Porcine reproductive and respiratory syndrome (PRRS) may have been around for 25 years, but it remains a costly disease to the global pig industry.
The annual impact in Europe is estimated at £1.1 billion – with the finisher herd bearing 54% of that cost and the breeding herd the remaining 46%. The costs in individual countries range from £75 to £150/sow/year.
A recent survey of UK vets estimated the prevalence of PRRS here at 52% of sows and 47% of piglets, and the ongoing cost of chronic PRRS infection in a herd here is put at about £107/sow/year.
Boehringer Ingelheim has 20 years of experience in the US and some European countries with a PRRS vaccine based on a North American (genotype 2) strain, but has now introduced two new vaccines aimed at protecting against the effects of European (genotype 1) strains. The first is Ingelvac PRRSFLEX EU, which is the only PRRS vaccine licensed specifically for piglets available to UK producers.
For active immunisation of clinically healthy pigs from farms affected with PRRS, a 1ml intramuscular dose can be given to piglets from 17 days of age. The onset of immunity is three weeks, and the duration of immunity is 26 weeks.
An experimental challenge of seronegative animals demonstrated that vaccination reduced lung lesions, the virus load in the blood and lung tissues, and the negative effects of infection on daily weight gain. A significant reduction of the respiratory clinical signs has also been demonstrated at the onset of immunity.
Sow vaccine
ReproCyc PRRS EU, meanwhile, is for breeding gilts and sows in herds affected with European strains of PRRS, and can be administered at all stages of the reproductive cycle as part of a mass-vaccination programme.

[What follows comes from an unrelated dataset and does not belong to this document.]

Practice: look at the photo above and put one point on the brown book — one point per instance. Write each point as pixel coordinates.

Each dose, which unlike the piglet vaccine includes an adjuvant, is 2ml given intramuscularly. The onset of immunity is five weeks and the duration of immunity is 17 weeks – so the treatment is recommended to be repeated every three months as a mass vaccination.
Treatment of breeding females reduces PRRS-induced reproductive disorders such as premature farrowing, weak-born piglets and neonatal mortality. Vaccinated gilts and sows also show decreased transplacental PRRS virus transmission from infected females to piglets and a reduction in the negative effects of PRRS virus infection on their piglets during suckling.
Pre-launch registration trials of ReproCyc PRRS EU have shown mortality 3.2% lower in piglets born to vaccinated sows and average weaning weights 610g higher than piglets from non-vaccinated sows.
“We’re very confident that the simultaneous launch of these two new vaccines will significantly benefit UK pig producers,” Boehringer Ingelheim’s UK swine business manager, Dr David Strachan, said. “The company has worked hard to develop an effective solution for sustainable whole-herd PRRS control, and we’re convinced that these two new vaccines are a great combination.”
PRRS control
Along with the new vaccines, Boehringer Ingelheim has introduced a systematic approach to PRRS control that’s based on the three pillars of: preventing infection by using good biosecurity to stop the introduction of new virus; maximising immunity throughout the whole herd; and minimising exposure of pigs to PRRS by reducing circulation of the farm’s resident virus through a tailored control programme.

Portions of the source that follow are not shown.